Cuando Fidel Castro tomó el poder, luego de visitar Miami y otras ciudades norteamericanas en 1956, Estados Unidos era un país donde la segregación racial predominaba en todos los estados del sur. La prueba de la longevidad del régimen cubano es que, en términos de historia norteamericana, presenció como Estados Unidos progresó desde la época de "¿Adivina quién viene a comer?", con el gran Sidney Pottier, al momento en que un afronorteamericano puede alzarse con la presidencia del país.

El candidato

Desde sus múltiples identidades —negro, creció en Hawai con madre blanca de Kansas, padre de Kenya y hermana mitad indonesia—, Obama personifica el triunfo de una nueva generación que respeta las luchas del pasado, pero no está interesada en reeditarlas. Es difícil pensar que otro político norteamericano con una experiencia tan limitada (activista comunitario, senador estatal por menos de seis años y senador federal por menos de tres años en 2007), tuviera la audacia de lanzarse a la primaria demócrata e incluso alcanzar la candidatura del partido para la presidencia.

Pero Obama lo ha logrado, con sonrisa ecuánime, transformando los ataques de sus oponentes en fortalezas propias. Cuando dijeron que no era suficientemente negro, se fue a Kenya y se hizo una prueba de VIH. Cuando le enrostraron el enojo del pastor Jeremiah Wright, Obama lo comparó con su abuela blanca desde el Salón de la Constitución, en Filadelfia, donde repitió el credo progresista de una sociedad de oportunidades, a la que propone curar sus divisiones.

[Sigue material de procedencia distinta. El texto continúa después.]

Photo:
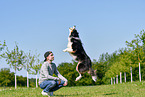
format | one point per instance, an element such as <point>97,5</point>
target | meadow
<point>134,89</point>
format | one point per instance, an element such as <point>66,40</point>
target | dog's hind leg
<point>80,76</point>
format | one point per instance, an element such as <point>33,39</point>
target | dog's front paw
<point>78,78</point>
<point>65,50</point>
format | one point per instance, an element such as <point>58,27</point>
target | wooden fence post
<point>125,77</point>
<point>139,73</point>
<point>131,73</point>
<point>116,79</point>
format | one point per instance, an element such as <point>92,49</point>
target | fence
<point>113,80</point>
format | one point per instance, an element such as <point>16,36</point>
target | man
<point>46,81</point>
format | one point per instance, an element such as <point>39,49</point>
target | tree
<point>2,46</point>
<point>15,59</point>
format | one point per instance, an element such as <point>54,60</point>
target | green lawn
<point>134,89</point>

Más allá de las diferencias sobre cómo manejar uno u otro problema específico, Obama es sustancialmente diferente de Bush o McCain, porque encarna una nueva visión. Mientras Bush y McCain critican la disposición de Obama para sentarse con Raúl Castro, Chávez o Ahmadinejad, desde la analogía de Munich en 1938, el candidato demócrata les responde que el mundo de hoy, con CNN, actores no gubernamentales poderosos, globalización, calentamiento global y terrorismo trasnacional, es esencialmente diferente.

Fareed Zakaria ha descrito a Obama como realista en política exterior, porque entiende el mundo no cómo era, sino cómo es. Según Zakaria, Obama evita los discursos moralistas y las divisiones binarias de bueno y malo, entendiendo que las relaciones internacionales se explican más por intereses que por ideología. Aunque la preocupación por su falta de experiencia en política exterior es legítima, Obama aventaja a McCain al entender que el sucesor de Bush enfrentará un mundo en el que Estados Unidos tendrá que negociar con otros polos de poder. Y que actuar multilateralmente es "casi siempre" —escribe en La audacia de la esperanza— en el interés de Estados Unidos.

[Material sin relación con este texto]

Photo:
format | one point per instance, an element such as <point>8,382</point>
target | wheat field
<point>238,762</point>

La política hacia La Habana

Muchas cosas han cambiado en EE UU durante la presidencia de George Bush, cosas que la concentración en la política cubana de Miami obnubila. Con la llegada de otros actores poderosos, como los grupos petroleros o agricultores al debate sobre Cuba en el Congreso, la balanza de poder ha cambiado a favor de eliminar el embargo.

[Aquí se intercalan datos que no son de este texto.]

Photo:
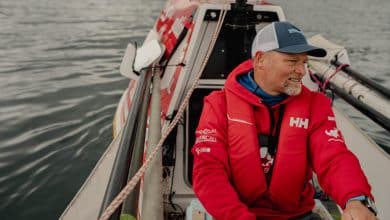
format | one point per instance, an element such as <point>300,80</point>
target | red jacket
<point>227,175</point>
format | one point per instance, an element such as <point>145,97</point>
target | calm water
<point>59,84</point>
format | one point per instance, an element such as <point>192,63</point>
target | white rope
<point>133,182</point>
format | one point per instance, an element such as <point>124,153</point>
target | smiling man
<point>269,134</point>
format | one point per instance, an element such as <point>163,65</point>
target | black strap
<point>272,139</point>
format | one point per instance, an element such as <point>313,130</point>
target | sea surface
<point>60,84</point>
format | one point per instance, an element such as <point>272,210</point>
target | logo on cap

La diferencia central entre McCain y Obama sobre Cuba no es si EE UU interactúa con la Isla o no, sino cuáles términos serían más convenientes para promover una transición democrática. Obama quiere cambiar la política, porque siendo EE UU el quinto socio comercial de la Isla y recibiendo legalmente 20.000 cubanos cada año, insistir en aislar a Cuba es una panacea propia del Doctor Pangloss.

Las medidas de 2004, que limitan el envío de remesas y los viajes de cubanoamericanos a Cuba, abrieron una cuña en el exilio que el Partido Demócrata ha sabido utilizar. Tratar de que cubanos como el que escribe sacrifiquen los lazos que lo atan a la Isla y su familia, por uno, dos o tres años, en función de cualquier estrategia política, es simplemente desconocer que a Cuba se puede viajar indirectamente por México o Nassau, sin que te estampen el pasaporte.

Más aún, Obama cree que los contactos pueblo a pueblo aumentan la seguridad norteamericana. En Berlín, este año, hablando para los europeos pero con la campaña electoral norteamericana en mente, definió "la erección de nuevos muros que nos dividan" como "el más grande de todos los peligros".

En el tema de conversar con los adversarios, las analogías fuera de contexto no sustituyen el análisis. Primero: el error de Chamberlain en Munich, en 1938, no fue que conversó con Hitler, sino que le creyó sus promesas y accedió a sus demandas. Conversar con Raúl Castro no es acceder a comportamientos inaceptables o renunciar a tener una relación independiente con el pueblo cubano.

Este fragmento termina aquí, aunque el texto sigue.